Il me remercia et raccrocha. J’oubliai de lui dire que j’avais donné ses vingt dollars au garçon. Je songeai à le rappeler pour le lui signaler, mais je me dis qu’après tout, il était déjà assez embêté comme ça.

Je bouclai mon bureau, sortis et partis avec l’intention d’aller boire un gimlet chez Victor comme Terry me l’avait demandé dans sa lettre. Puis je changeai d’avis. Je ne me sentais pas dans des dispositions assez sentimentales.

Une fois rentré chez moi, je mis la télévision et regardai des combats de boxe. Ça ne valait pas un clou. Avec les gnons qu’ils faisaient semblant d’échanger, pas une de ces lavettes n’aurait risqué de réveiller sa grand-mère en train de faire la sieste. Écœuré, j’allais me glisser dans les toiles quand le sergent Green, de la Brigade criminelle, m’appela au téléphone.

— J’ai pensé que ça vous intéresserait peut-être de savoir que votre ami Lennox a été enterré il y a deux jours dans ce petit patelin du Mexique où il est mort. Un avocat s’est rendu là-bas pour représenter la famille. Vous avez eu du pot pour cette fois, Marlowe ; la prochaine fois que vous aurez envie de faire passer la frontière à un copain, je vous conseille de vous abstenir.
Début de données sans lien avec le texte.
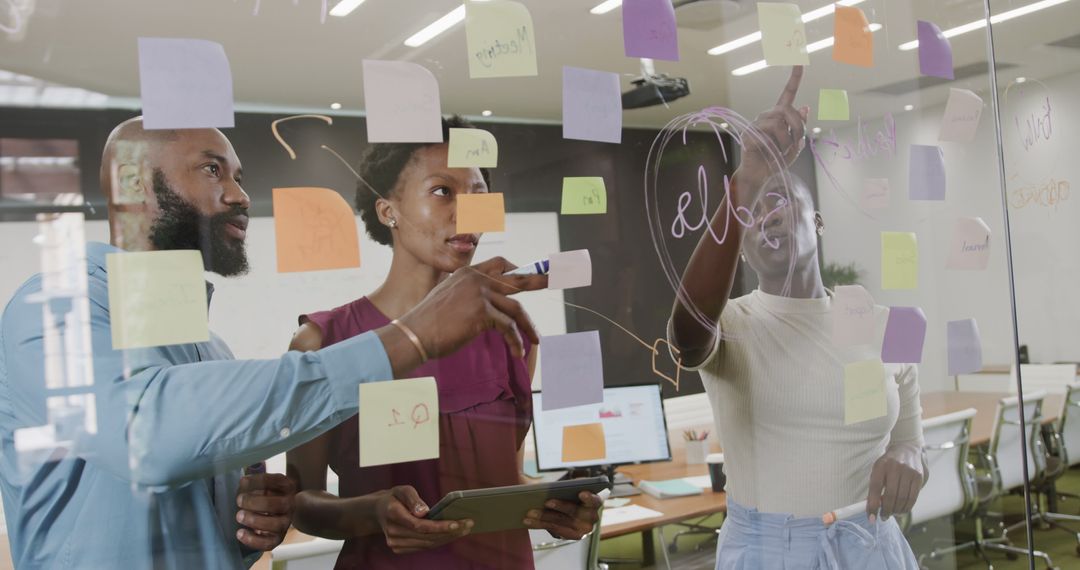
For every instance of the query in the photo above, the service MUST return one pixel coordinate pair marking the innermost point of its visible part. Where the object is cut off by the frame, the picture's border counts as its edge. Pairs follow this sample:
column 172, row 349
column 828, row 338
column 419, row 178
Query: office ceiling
column 283, row 57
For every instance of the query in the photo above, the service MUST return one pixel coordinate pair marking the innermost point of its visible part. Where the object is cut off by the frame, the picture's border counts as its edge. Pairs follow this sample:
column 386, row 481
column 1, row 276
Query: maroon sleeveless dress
column 485, row 410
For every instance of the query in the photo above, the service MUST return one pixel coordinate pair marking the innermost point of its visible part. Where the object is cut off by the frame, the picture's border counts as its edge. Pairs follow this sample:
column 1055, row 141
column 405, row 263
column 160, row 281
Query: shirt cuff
column 353, row 362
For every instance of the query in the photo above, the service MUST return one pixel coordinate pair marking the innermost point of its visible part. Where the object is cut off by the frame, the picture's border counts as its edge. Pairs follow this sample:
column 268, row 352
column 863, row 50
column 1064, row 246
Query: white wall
column 1042, row 236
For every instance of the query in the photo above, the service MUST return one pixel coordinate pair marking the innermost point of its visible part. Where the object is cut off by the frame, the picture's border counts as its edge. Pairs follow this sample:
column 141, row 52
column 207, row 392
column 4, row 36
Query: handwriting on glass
column 1036, row 127
column 420, row 415
column 742, row 214
column 1049, row 194
column 514, row 46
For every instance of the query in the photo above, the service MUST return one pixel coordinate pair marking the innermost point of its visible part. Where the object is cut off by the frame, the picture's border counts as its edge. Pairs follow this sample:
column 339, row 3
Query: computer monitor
column 635, row 429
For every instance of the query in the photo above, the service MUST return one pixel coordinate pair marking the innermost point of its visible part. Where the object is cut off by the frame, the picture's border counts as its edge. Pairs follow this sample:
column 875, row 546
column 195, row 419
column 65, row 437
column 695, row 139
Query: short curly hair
column 381, row 166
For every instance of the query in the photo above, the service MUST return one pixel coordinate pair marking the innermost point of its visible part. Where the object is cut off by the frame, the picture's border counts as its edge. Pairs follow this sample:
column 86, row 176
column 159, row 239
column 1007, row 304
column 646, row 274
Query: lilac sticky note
column 648, row 29
column 970, row 248
column 935, row 54
column 402, row 103
column 853, row 323
column 904, row 336
column 592, row 105
column 964, row 348
column 571, row 369
column 184, row 83
column 926, row 173
column 569, row 269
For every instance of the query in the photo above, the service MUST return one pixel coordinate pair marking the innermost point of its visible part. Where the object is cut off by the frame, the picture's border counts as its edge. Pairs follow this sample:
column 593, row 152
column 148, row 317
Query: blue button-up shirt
column 156, row 486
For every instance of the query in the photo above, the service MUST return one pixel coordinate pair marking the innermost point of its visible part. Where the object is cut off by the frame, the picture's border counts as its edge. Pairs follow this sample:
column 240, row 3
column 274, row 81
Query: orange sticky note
column 854, row 41
column 315, row 230
column 583, row 443
column 481, row 213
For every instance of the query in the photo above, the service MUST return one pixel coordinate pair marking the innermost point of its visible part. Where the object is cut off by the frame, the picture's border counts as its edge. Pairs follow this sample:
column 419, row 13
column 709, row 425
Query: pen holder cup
column 696, row 451
column 716, row 474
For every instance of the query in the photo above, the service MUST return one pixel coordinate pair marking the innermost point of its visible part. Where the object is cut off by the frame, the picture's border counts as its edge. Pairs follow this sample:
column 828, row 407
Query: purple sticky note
column 904, row 336
column 571, row 369
column 648, row 29
column 964, row 348
column 926, row 173
column 935, row 54
column 592, row 105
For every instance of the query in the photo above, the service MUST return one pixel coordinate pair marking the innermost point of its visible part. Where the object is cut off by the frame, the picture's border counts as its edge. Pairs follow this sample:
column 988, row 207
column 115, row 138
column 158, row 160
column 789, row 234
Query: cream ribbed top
column 777, row 390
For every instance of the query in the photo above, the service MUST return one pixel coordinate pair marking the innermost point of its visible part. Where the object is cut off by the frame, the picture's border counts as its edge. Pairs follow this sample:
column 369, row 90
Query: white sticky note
column 472, row 147
column 783, row 34
column 852, row 310
column 402, row 103
column 569, row 269
column 500, row 39
column 184, row 84
column 876, row 193
column 864, row 397
column 962, row 113
column 399, row 421
column 157, row 298
column 592, row 105
column 970, row 248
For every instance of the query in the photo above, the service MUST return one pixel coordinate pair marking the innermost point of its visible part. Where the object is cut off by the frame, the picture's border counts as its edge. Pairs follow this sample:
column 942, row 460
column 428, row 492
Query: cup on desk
column 715, row 462
column 696, row 451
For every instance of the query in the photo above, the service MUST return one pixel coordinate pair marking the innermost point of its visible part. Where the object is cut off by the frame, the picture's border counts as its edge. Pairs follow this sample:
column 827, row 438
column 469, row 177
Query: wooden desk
column 985, row 404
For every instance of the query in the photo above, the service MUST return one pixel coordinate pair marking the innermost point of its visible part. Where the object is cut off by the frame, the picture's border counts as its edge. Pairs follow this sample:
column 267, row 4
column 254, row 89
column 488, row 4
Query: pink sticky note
column 853, row 322
column 905, row 334
column 571, row 370
column 402, row 103
column 970, row 248
column 648, row 29
column 961, row 117
column 935, row 53
column 964, row 348
column 569, row 269
column 875, row 193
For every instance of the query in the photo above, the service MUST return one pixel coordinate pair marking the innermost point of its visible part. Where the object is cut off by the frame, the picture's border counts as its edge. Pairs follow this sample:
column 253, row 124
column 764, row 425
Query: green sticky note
column 399, row 421
column 900, row 260
column 472, row 147
column 833, row 105
column 783, row 34
column 500, row 40
column 157, row 298
column 584, row 194
column 864, row 397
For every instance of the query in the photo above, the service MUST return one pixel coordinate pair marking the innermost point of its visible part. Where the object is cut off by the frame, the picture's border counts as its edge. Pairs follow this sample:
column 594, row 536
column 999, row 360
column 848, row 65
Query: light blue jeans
column 751, row 540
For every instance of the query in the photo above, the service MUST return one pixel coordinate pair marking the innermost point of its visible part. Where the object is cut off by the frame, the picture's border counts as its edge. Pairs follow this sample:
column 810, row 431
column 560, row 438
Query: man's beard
column 180, row 226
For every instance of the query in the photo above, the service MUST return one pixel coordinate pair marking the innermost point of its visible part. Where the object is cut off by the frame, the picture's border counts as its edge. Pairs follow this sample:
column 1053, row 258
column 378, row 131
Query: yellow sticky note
column 783, row 35
column 833, row 105
column 314, row 229
column 500, row 40
column 900, row 260
column 584, row 194
column 472, row 147
column 157, row 298
column 583, row 443
column 481, row 213
column 854, row 41
column 864, row 396
column 399, row 421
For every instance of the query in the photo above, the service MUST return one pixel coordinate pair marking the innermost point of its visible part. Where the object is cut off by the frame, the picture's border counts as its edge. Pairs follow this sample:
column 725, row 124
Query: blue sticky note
column 926, row 173
column 964, row 348
column 904, row 335
column 571, row 370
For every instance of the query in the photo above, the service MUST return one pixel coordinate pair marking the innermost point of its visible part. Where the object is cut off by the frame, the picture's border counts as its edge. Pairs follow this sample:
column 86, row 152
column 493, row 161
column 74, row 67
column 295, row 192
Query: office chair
column 949, row 488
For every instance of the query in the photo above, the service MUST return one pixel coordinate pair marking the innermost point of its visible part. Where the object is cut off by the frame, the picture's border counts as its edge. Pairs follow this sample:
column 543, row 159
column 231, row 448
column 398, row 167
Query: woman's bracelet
column 413, row 338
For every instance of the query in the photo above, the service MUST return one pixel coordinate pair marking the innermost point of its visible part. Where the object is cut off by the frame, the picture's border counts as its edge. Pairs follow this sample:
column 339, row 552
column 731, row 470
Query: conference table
column 709, row 503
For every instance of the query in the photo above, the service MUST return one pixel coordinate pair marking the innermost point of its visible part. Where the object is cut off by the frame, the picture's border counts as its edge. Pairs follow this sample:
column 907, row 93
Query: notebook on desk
column 670, row 488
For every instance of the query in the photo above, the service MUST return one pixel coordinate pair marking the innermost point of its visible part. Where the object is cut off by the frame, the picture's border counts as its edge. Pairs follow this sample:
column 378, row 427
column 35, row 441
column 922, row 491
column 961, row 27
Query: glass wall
column 829, row 241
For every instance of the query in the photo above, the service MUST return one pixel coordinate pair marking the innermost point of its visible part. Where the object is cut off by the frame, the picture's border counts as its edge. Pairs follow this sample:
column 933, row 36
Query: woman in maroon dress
column 484, row 392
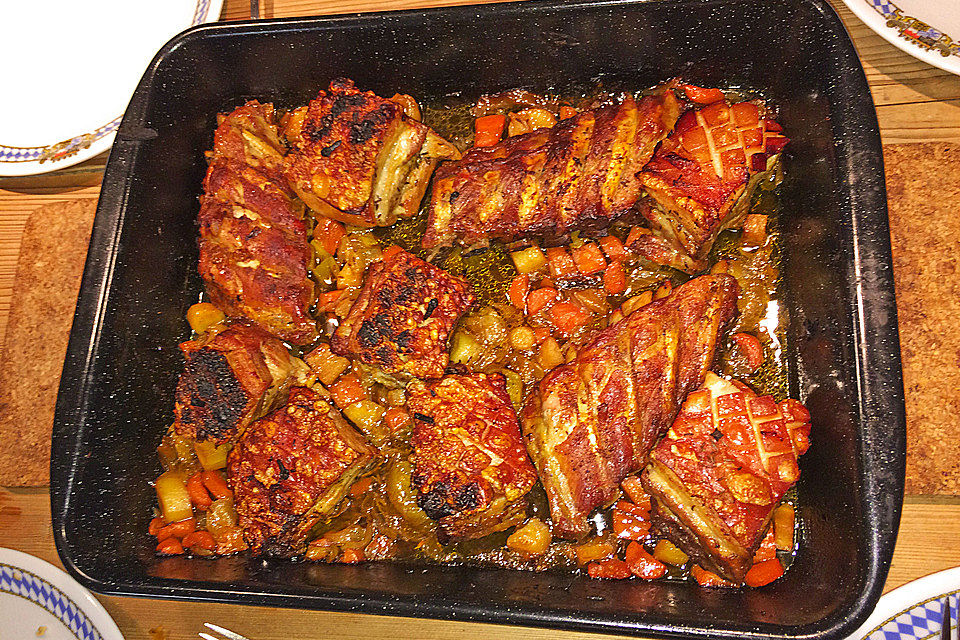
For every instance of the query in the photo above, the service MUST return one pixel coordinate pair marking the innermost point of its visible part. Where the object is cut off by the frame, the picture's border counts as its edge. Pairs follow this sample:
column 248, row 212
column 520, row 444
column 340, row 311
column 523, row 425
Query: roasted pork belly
column 590, row 423
column 701, row 179
column 360, row 158
column 402, row 319
column 471, row 471
column 291, row 469
column 722, row 468
column 253, row 239
column 231, row 377
column 577, row 175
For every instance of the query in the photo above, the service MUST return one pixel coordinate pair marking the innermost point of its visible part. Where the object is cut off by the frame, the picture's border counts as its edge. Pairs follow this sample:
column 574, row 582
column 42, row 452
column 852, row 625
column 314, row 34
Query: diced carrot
column 199, row 495
column 329, row 233
column 518, row 290
column 628, row 526
column 612, row 246
column 635, row 234
column 489, row 129
column 615, row 279
column 610, row 568
column 560, row 262
column 216, row 484
column 202, row 539
column 347, row 390
column 170, row 547
column 568, row 317
column 635, row 491
column 751, row 349
column 707, row 578
column 589, row 258
column 361, row 486
column 763, row 573
column 701, row 95
column 155, row 525
column 539, row 298
column 642, row 564
column 391, row 251
column 396, row 418
column 351, row 556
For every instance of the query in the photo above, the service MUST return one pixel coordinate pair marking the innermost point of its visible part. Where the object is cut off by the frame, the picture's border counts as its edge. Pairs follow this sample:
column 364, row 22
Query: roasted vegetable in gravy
column 536, row 331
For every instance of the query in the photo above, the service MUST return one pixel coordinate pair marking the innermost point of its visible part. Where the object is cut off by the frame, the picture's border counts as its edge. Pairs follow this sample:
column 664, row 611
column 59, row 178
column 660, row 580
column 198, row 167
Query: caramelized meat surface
column 471, row 471
column 359, row 158
column 701, row 179
column 401, row 321
column 253, row 239
column 721, row 470
column 291, row 469
column 229, row 379
column 578, row 175
column 593, row 421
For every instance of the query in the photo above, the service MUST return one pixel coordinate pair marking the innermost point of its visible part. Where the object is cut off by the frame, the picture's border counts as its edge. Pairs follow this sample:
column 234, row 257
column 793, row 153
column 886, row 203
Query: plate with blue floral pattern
column 69, row 70
column 38, row 600
column 914, row 610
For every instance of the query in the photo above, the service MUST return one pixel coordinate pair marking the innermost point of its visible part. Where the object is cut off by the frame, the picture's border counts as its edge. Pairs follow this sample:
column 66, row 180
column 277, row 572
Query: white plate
column 913, row 610
column 929, row 30
column 69, row 69
column 39, row 601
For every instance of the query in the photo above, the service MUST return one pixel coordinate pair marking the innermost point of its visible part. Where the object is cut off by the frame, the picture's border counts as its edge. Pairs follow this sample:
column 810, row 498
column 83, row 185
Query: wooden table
column 915, row 103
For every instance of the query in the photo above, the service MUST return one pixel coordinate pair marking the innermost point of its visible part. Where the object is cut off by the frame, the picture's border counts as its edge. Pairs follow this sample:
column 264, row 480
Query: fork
column 947, row 619
column 225, row 633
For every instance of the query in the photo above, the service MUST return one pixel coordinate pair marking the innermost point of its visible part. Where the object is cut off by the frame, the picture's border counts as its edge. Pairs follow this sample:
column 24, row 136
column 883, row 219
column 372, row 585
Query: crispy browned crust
column 253, row 239
column 358, row 158
column 722, row 468
column 593, row 421
column 230, row 378
column 471, row 471
column 402, row 319
column 578, row 175
column 292, row 468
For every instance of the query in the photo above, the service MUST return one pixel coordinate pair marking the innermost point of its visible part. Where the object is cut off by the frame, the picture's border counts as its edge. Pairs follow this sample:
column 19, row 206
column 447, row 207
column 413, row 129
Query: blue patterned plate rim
column 936, row 46
column 914, row 610
column 21, row 161
column 50, row 589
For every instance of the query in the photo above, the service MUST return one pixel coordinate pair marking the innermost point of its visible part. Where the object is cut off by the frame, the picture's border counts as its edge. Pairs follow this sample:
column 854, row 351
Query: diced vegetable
column 348, row 390
column 533, row 537
column 669, row 553
column 610, row 568
column 751, row 349
column 488, row 130
column 763, row 573
column 612, row 246
column 595, row 549
column 328, row 233
column 568, row 317
column 589, row 259
column 203, row 315
column 550, row 355
column 210, row 455
column 560, row 262
column 325, row 364
column 529, row 260
column 540, row 298
column 173, row 497
column 615, row 278
column 783, row 525
column 519, row 288
column 642, row 564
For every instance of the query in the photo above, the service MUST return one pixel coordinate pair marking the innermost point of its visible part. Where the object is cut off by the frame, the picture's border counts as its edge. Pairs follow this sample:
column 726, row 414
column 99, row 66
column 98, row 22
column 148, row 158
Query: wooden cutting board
column 52, row 254
column 923, row 185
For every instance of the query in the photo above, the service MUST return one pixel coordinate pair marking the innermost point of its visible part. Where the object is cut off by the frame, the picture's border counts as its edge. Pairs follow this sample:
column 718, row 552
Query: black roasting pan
column 116, row 395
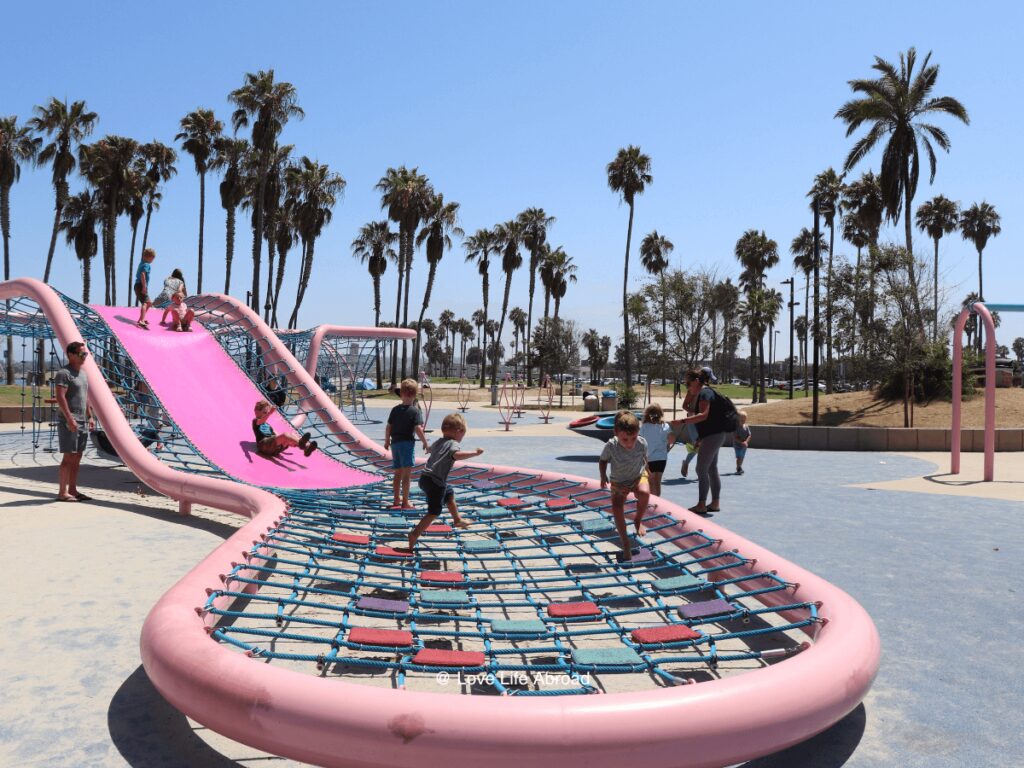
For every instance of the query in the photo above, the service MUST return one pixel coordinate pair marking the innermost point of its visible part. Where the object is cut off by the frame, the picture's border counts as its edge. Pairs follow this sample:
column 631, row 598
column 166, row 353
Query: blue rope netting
column 529, row 594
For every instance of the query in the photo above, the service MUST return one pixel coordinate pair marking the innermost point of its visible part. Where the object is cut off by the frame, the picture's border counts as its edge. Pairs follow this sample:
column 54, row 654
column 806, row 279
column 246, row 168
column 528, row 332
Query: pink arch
column 954, row 440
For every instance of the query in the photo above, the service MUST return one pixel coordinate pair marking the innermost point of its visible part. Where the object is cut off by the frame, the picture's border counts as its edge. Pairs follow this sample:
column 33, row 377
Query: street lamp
column 793, row 304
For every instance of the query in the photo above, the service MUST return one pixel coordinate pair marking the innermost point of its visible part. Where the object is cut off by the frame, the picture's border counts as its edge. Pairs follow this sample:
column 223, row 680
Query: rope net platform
column 711, row 644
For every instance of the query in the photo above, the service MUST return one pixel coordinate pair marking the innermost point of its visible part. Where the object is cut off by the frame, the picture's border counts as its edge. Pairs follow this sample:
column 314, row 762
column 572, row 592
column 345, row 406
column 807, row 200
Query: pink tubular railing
column 954, row 438
column 333, row 722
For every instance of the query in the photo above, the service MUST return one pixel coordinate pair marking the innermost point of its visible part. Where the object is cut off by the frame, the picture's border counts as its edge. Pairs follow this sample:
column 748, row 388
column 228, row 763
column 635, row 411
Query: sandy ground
column 862, row 410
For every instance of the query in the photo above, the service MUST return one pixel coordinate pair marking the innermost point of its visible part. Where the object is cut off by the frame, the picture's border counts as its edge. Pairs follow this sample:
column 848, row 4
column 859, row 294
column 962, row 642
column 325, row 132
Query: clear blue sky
column 506, row 105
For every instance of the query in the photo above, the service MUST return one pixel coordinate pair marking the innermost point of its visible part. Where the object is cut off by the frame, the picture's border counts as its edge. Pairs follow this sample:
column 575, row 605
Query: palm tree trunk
column 202, row 217
column 60, row 196
column 228, row 250
column 626, row 314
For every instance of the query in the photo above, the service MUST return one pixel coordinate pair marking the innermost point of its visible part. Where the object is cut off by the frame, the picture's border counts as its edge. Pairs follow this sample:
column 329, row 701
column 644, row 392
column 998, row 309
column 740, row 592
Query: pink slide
column 211, row 399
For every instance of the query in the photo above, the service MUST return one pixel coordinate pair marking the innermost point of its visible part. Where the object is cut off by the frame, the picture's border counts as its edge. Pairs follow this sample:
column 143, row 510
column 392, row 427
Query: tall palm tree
column 827, row 190
column 68, row 125
column 802, row 249
column 16, row 145
column 757, row 253
column 896, row 104
column 654, row 251
column 404, row 194
column 318, row 189
column 230, row 156
column 978, row 223
column 519, row 321
column 108, row 165
column 534, row 223
column 440, row 222
column 81, row 214
column 478, row 247
column 937, row 216
column 629, row 175
column 268, row 105
column 200, row 131
column 509, row 238
column 373, row 247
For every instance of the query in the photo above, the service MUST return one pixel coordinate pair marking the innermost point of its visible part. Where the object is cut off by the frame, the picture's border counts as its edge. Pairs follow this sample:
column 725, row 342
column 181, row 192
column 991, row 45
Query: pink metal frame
column 954, row 440
column 334, row 722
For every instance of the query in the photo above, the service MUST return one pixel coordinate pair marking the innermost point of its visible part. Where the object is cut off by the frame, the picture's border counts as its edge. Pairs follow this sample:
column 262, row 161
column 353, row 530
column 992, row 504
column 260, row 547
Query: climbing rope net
column 527, row 601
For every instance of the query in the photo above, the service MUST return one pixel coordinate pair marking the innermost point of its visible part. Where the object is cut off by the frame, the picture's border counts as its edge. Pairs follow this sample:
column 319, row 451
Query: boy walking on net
column 627, row 455
column 404, row 425
column 433, row 481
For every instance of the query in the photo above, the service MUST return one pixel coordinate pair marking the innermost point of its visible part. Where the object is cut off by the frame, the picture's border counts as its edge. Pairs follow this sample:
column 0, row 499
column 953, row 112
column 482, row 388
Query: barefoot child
column 740, row 440
column 270, row 443
column 433, row 481
column 142, row 286
column 404, row 425
column 659, row 438
column 627, row 453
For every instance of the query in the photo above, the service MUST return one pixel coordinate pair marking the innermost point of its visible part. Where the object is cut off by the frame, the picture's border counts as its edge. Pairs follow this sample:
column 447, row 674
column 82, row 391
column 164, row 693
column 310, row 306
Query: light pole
column 793, row 304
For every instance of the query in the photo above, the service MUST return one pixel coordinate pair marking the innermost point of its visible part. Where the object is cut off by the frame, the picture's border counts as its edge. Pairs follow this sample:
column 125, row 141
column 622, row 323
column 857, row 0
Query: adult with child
column 433, row 480
column 626, row 454
column 268, row 442
column 141, row 286
column 712, row 420
column 75, row 422
column 404, row 426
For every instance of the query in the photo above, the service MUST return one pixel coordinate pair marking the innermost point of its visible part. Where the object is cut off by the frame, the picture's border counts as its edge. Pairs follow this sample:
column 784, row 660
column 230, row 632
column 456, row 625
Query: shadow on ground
column 151, row 733
column 829, row 749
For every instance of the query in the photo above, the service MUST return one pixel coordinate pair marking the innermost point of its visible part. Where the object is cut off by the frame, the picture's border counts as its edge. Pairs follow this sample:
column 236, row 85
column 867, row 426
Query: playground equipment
column 984, row 313
column 727, row 651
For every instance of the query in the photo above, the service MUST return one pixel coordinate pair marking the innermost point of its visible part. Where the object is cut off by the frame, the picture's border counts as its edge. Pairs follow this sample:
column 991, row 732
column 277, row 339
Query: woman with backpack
column 715, row 418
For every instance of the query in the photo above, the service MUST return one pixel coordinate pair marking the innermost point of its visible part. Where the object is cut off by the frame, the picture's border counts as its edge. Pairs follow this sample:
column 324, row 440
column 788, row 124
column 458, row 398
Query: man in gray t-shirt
column 75, row 421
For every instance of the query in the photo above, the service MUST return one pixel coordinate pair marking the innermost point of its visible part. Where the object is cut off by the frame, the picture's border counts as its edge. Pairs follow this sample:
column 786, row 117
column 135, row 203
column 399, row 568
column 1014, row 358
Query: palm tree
column 318, row 189
column 654, row 250
column 200, row 131
column 16, row 145
column 629, row 175
column 68, row 125
column 269, row 105
column 802, row 249
column 827, row 190
column 81, row 214
column 509, row 238
column 231, row 155
column 534, row 223
column 404, row 194
column 938, row 216
column 894, row 105
column 108, row 165
column 978, row 223
column 478, row 248
column 440, row 224
column 373, row 246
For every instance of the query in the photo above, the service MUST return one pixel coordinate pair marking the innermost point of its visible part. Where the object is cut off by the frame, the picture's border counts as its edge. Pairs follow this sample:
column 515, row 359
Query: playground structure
column 984, row 313
column 729, row 650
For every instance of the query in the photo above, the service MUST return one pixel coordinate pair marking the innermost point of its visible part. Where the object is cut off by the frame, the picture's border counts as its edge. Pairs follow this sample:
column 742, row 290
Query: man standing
column 76, row 421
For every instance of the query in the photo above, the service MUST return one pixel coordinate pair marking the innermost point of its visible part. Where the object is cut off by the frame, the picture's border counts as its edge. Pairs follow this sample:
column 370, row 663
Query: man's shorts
column 435, row 494
column 402, row 454
column 625, row 488
column 72, row 442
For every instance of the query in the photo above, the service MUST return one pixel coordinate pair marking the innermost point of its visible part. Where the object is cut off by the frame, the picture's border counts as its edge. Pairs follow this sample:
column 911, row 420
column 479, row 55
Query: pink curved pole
column 334, row 722
column 954, row 438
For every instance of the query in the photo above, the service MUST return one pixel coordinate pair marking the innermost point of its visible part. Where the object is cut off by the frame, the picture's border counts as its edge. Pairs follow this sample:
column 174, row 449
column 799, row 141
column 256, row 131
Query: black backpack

— Il avait combien de balles dans le corps ?

— Hein ? rugit-il.

Il y eut un silence. Puis il reprit d’un ton presque trop circonspect :

— Une, ma foi. En général, ça suffit quand un type se fait sauter le caisson. L’avocat ramène une série d’empreintes et ce qu’il avait dans ses poches. Ça vous suffit comme renseignements ?

— Non, mais vous ne pourriez pas me donner les autres. J’aimerais savoir qui a tué la femme de Lennox.

— Bon sang ! Grenz ne vous a pas dit qu’il a laissé des aveux complets ? C’était dans tous les canards. Vous ne lisez plus les journaux ?

— Merci de m’avoir appelé, sergent. C’est bien aimable à vous.

— Écoutez, Marlowe, dit-il d’une voix râpeuse, si vous avez vos petites idées sur cette affaire, je vous conseille de les garder pour vous. Elle est classée, enterrée, roulée dans la naphtaline.

Il raccrocha brutalement. Je reposai l’écouteur tout en me disant qu’un flic honnête qui a quelque chose à se reprocher se montre toujours agressif. Un flic malhonnête aussi. D’ailleurs, à peu près tout le monde en général, moi y compris.